January 06, 2010

Amitava

A writer I admire, and am proud to call a friend, has a post about my Roadrunner. That's Amitava Kumar, writing here. (He's mistaken. That photo really is me).

While you're over at his place, check the news of his new book.

1 comment:

Chandru K said...

Amitava Kumar may be a good writer, but, on the subject of India-Pakistan, he is also a shameless advocate of the pernicious "both sides are equally guilty" garbage. You can just hear him now saying something like "The people on both sides want peace, but the governments...etc". Without even so much as a bother as to what either government represents in terms of ideology, behaviour and structure.
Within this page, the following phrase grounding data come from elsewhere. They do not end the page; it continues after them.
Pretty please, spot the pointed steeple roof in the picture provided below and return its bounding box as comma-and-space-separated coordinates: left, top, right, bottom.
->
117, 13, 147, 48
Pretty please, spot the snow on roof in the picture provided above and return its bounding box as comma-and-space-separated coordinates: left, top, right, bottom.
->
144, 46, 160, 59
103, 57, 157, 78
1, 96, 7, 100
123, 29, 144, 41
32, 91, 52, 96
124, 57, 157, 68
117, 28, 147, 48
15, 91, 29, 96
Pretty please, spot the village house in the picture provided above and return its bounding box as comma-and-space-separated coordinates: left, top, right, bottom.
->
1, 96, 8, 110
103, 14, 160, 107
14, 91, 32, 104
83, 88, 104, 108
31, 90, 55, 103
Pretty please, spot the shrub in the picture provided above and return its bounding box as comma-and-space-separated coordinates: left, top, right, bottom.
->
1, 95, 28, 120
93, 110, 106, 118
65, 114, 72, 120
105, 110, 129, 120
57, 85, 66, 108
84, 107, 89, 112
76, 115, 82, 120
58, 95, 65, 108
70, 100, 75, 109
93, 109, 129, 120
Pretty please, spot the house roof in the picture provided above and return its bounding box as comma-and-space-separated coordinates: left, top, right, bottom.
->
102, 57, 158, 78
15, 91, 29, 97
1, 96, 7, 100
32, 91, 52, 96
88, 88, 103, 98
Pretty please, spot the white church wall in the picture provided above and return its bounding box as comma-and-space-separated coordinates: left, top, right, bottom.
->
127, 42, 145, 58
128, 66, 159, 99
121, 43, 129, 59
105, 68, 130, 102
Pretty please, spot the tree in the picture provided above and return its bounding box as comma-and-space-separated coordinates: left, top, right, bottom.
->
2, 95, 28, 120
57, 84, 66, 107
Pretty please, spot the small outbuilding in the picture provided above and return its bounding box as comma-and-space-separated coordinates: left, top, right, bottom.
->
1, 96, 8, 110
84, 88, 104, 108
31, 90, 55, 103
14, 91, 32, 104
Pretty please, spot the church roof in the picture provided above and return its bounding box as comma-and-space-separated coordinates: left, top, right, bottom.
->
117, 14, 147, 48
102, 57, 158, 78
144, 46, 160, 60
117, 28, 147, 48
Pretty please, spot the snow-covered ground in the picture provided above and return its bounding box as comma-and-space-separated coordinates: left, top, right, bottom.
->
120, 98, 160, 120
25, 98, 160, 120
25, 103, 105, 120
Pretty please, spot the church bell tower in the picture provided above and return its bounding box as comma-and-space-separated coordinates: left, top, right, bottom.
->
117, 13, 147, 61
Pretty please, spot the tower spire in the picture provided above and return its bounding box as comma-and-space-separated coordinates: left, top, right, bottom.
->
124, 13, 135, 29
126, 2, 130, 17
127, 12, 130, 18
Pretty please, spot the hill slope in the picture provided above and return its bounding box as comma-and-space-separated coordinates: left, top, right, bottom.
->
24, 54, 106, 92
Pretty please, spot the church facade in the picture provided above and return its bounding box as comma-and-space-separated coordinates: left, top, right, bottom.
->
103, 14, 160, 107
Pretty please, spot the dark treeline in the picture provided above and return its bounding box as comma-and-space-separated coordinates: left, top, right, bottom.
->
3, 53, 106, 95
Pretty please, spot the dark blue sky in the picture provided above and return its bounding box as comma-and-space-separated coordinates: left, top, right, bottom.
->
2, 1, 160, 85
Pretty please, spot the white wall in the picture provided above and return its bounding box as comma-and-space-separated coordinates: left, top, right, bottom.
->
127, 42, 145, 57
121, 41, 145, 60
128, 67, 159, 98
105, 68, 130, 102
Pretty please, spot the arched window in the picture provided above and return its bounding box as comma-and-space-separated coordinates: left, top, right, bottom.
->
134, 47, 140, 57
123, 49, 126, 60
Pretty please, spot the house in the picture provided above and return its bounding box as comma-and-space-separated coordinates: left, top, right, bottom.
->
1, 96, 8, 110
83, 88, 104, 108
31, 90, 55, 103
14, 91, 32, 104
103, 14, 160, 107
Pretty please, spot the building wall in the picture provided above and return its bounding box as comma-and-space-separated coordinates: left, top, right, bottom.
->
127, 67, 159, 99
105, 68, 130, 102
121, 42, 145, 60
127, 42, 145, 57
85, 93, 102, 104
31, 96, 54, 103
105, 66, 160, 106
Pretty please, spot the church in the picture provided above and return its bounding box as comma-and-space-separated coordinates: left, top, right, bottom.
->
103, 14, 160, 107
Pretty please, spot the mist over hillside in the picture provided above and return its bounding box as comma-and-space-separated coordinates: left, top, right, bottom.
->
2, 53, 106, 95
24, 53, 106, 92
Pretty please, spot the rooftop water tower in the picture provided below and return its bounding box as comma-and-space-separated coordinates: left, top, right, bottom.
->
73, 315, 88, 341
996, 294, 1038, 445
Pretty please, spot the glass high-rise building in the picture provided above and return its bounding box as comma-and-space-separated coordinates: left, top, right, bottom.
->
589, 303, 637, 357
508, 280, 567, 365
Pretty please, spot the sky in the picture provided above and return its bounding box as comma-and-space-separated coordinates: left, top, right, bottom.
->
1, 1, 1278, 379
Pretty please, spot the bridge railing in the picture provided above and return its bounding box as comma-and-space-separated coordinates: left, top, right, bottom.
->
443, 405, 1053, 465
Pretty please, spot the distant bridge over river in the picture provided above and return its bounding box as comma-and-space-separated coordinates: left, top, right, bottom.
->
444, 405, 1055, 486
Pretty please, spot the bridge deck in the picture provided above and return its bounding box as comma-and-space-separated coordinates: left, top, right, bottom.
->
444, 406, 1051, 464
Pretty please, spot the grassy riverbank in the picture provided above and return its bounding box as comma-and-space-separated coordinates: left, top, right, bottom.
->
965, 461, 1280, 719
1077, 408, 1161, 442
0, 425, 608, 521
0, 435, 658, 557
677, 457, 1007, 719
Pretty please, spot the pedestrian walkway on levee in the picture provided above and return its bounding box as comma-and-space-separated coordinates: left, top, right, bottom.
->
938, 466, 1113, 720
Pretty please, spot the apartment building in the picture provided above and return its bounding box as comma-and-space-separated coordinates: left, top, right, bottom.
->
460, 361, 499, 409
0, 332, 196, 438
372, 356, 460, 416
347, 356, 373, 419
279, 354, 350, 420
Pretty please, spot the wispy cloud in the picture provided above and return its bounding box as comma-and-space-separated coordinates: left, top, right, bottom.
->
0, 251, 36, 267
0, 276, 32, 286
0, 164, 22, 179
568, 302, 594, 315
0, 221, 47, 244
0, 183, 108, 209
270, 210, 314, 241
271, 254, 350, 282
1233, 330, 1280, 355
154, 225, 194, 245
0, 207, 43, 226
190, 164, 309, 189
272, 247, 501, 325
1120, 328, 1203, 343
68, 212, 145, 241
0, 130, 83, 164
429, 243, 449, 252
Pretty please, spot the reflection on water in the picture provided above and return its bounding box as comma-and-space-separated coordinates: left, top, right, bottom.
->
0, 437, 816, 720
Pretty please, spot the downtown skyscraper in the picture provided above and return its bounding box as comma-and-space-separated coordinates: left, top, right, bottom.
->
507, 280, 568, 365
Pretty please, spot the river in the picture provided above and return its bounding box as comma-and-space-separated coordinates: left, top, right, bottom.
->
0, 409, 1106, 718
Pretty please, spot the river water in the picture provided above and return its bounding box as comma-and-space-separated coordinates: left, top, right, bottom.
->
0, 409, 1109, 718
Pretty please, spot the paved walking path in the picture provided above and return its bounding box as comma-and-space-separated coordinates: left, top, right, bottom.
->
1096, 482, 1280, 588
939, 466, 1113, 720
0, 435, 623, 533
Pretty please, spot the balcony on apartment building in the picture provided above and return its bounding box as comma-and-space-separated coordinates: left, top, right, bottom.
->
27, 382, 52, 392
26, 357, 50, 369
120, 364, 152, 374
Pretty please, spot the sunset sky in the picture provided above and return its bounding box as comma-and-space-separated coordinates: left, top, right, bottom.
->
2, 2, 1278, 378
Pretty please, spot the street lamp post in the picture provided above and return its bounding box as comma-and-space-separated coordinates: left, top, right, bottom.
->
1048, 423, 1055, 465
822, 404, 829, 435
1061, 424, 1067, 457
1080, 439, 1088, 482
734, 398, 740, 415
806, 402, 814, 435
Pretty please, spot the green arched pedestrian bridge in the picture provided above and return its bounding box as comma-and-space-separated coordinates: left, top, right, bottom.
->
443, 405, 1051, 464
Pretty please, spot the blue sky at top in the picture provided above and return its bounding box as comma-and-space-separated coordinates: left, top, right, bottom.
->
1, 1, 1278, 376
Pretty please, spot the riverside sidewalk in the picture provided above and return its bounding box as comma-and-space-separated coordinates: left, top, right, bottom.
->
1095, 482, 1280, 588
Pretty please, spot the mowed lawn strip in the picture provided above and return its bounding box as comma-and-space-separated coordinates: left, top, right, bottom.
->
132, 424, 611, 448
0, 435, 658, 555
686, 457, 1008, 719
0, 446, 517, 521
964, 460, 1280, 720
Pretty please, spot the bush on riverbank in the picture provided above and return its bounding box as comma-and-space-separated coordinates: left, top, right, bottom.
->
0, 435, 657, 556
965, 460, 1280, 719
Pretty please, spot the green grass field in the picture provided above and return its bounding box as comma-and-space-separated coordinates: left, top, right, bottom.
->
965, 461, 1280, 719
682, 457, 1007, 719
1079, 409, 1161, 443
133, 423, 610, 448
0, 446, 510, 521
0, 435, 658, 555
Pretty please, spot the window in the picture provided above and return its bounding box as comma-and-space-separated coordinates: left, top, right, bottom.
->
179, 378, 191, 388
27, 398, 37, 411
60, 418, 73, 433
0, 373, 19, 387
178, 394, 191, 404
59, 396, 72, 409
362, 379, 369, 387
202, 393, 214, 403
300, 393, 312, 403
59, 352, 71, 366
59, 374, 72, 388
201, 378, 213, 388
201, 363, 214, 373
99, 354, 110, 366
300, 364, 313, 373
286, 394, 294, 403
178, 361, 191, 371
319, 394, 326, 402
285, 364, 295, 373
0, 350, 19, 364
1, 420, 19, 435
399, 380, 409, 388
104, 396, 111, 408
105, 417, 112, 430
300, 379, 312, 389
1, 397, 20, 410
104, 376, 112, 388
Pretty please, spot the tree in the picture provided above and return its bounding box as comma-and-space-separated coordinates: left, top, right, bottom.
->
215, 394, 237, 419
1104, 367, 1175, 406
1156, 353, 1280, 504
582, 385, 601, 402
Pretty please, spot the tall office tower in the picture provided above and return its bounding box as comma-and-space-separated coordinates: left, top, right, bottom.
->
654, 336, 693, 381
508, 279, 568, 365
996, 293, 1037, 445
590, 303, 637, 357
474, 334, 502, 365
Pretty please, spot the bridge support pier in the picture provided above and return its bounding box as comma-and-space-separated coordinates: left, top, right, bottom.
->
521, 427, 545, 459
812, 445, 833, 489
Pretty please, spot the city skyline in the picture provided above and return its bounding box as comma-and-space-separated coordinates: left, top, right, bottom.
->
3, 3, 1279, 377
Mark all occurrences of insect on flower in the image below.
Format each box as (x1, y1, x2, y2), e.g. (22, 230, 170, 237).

In India, the government does represent, and certainly tries to stand for, the people, the poor, all classes of people, people from all walks of life. There is an accent on empowerment, however slowly that is taking place. The government, not excluding the maligned BJP, strongly emphasizes democracy, freedom( of movement, association, expression), secularism and pluralism. Even the BJP will not abjure secularism( and positively not freedom and pluralism), only what it calls 'pseudo-secularism'. Development, economic, social and technological are issues in India in politics,in media and academia. In Pakistan, everything is about the military, landlords, fundamentalists, the super-elite(starting with Jinnah and Moslem League cronies) and of course India and the Kashmir issue, a major Pakistani preoccupation from day one. There is, needless to say, an obsession with Pakistan being the homeland of subcontinental Moslems, of emphasizing to the exclusion of everything else, Pakistan's Islamic founding ideology and character. And in order to buttress this ideology, there are repeated references to the 'plight' of Moslems on the subcontinent today, thus justifying Pakistan's own insecurity and belligerence. Pakistan as a country, consequently, has no vision of being an economic or technological force in the world, nor any alternative, constructive vision of how secularism and pluralism should play out. It's all negativism and negation of India.